After going through the four rooms, attendees will end at a perreo party, which celebrates Puerto Rican resistance movements, including the summer protests that brought more than half a million Boricuas to the streets to unseat then-Gov. Ricardo Rosselló.

“This is a space to reflect and uplift and celebrate all of the ways we continue to resist through activism and music,” Salas says.

Miguel Alvelo, co-director of Chicago Boricua Resistance, told PRI that it was critical for the group to end the eerie — and, for many, intensely upsetting — haunted house with empowerment.

“We want to emphasize resistance,” Alvelo said. “In a world that is telling you over and over again that you’re not worth anything, that you should stay quiet and you should follow the rules, taking time to be loud, have fun, have pleasure — is a form of resistance.”

Founded in Chicago in 2016, Boricua Resistance has grown into a national organization with chapters in New York and the Pacific Northwest.

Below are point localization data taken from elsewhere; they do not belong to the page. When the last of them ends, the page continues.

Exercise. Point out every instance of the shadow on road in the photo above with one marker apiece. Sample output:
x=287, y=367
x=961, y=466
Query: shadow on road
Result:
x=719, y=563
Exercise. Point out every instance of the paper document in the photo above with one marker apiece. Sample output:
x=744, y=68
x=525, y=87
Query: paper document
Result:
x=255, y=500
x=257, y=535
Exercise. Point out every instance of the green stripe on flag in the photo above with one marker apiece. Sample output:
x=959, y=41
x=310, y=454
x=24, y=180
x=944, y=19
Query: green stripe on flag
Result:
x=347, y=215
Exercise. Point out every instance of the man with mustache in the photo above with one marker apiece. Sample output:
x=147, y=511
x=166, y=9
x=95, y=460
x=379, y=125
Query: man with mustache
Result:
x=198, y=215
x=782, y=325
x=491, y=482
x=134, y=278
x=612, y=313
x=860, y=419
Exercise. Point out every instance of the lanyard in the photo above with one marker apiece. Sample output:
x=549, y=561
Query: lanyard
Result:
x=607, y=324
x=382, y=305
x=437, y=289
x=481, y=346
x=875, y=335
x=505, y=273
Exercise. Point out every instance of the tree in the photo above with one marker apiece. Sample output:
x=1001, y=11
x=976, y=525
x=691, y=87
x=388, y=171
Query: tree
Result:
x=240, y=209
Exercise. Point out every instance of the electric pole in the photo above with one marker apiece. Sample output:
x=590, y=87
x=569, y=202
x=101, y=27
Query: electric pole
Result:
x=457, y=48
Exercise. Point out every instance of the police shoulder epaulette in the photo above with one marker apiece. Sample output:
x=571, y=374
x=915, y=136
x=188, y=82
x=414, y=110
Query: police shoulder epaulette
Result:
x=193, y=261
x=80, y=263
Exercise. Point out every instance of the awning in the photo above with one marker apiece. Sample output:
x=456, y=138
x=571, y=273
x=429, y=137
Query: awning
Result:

The group, which includes archipelago and diaspora-born Boricuas as well as their allies, leads protests, creates events and engages in conversations that bring attention and inspire change on issues facing Puerto Ricans locally and on the island.

Colonialism Undead takes place Thursday, Oct. 31 at 7 p.m. Tickets cost $10, and all proceeds support community-based art and culture initiatives.